I tend to stand my ground in a work situation and speak my mind, and I think that means generally bullies leave me alone because I might embarrass them or challenge their bully status by answering back or getting the better of them. Although I have inevitably been pushed around in my time and seen it happen to others and it is demoralising and unpleasant.
But I too find the BendyBosses more difficult to deal with. There is nothing to stand up to, no battle to be fought and it is easy to find yourself being manipulated without you realising it is happening. I watched one such BendyBoss wreck a team I worked in, turning people against each other and leaving everyone totally confused and ready to give up. There seemed to be no way to combat it as he was just so nice to everyone all the time and a lot of people couldn’t see that it was actually him who was the problem.
You made me ponder what sort of boss I was. I hope that I didn’t fall into either of those two categories.
Reluctant Blogger
Your comments about people feeling confused and ready to give up echo my own feelings at times with one particular boss. Bendies are deceptive because they look nice but are so destructive.

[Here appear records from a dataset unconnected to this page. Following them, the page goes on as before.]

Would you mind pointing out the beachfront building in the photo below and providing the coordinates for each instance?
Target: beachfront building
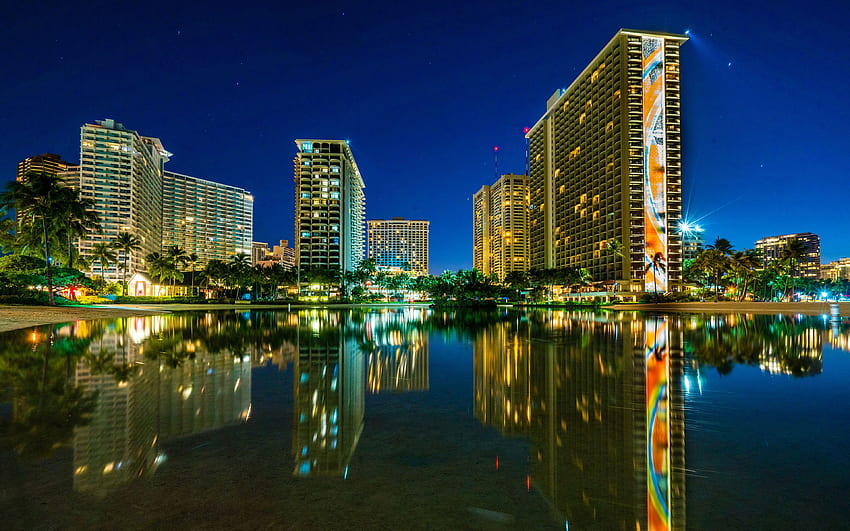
(399, 244)
(52, 164)
(605, 168)
(772, 248)
(500, 226)
(122, 171)
(329, 206)
(837, 270)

When I reflect on my own managerial career I can see myself in all of the above at times - though I like to think I got better with experience and training, and growth in confidence.
I’ve experienced both together with the ‘winging it’ variety that feed off others knowledge and talents and perhaps as a result of my employee experiences as a result have spent more of my working life being self employed . I’ve worked in the private, not for profit and public sector and off the top of my head can only really conjure up one truly effective and enabling manager and that was a long long time ago in the public sector.
I have to rate the sociopath bully manager as the most damaging variety but there’s still a great belief that they’re effective whilst I’ve found that sadly it’s often the conscientious and talented who are disproportionately targeted by them and that saddens me greatly.
I agree that bendies are probably worse to work with in the long run. Once one gets to know what motivates bullies and what their idiosyncrasies are, one can figure out how to work with them - how to massage their egos without sucking up (common courtesy often goes a long way), how and when to stand one’s ground firmly but kindly with them, and how and when to give in to them or compromise with them. Bendies are tough because one can never be sure what they really want. Their motives are often vague and shifting and their idiosyncrasies are inconsistent.
Here’s a question for you: who do you think is more likely to shove co-workers under the bus, bendies or bullies? Or are they both equally likely to do so?
Emsquared
I think we are in agreement that sociopath bullies are very toxic. My stomach still churns at the memory of one as I think of the damage to my own health and career, and to that of some very good friends.
the chaplain
Interesting question. My personal view is that both of them are likely to do so, though the bully would do it deliberately after scheming, whereas the bendy would do it automatically (almost without thinking) after being trapped in a corner where it was the only way out of getting blamed. Both of them would show no remorse and not understand what they had done wrong
Spot on Jamie…
Don’t get a lot of time to read or write blogs these days but have quickly seen and read this.
You have pretty much summed up the atmosphere of the bully well. I had not heard of bendies until now.
Can’t say much here on either. All still a bit too raw for me this end.
I hate bullies, I loath bullies. I want to destroy all bullies. But then you know that.
My anger concentrates on the fact that nothing is done about bullies or in-effective manager, whether they are bullies or benders. They just keep on rising. Allowed to keep on stinging us with their poison.
One day, I may just be-able to stand up to a bully and win.
One day, One day! Give me strength. One day!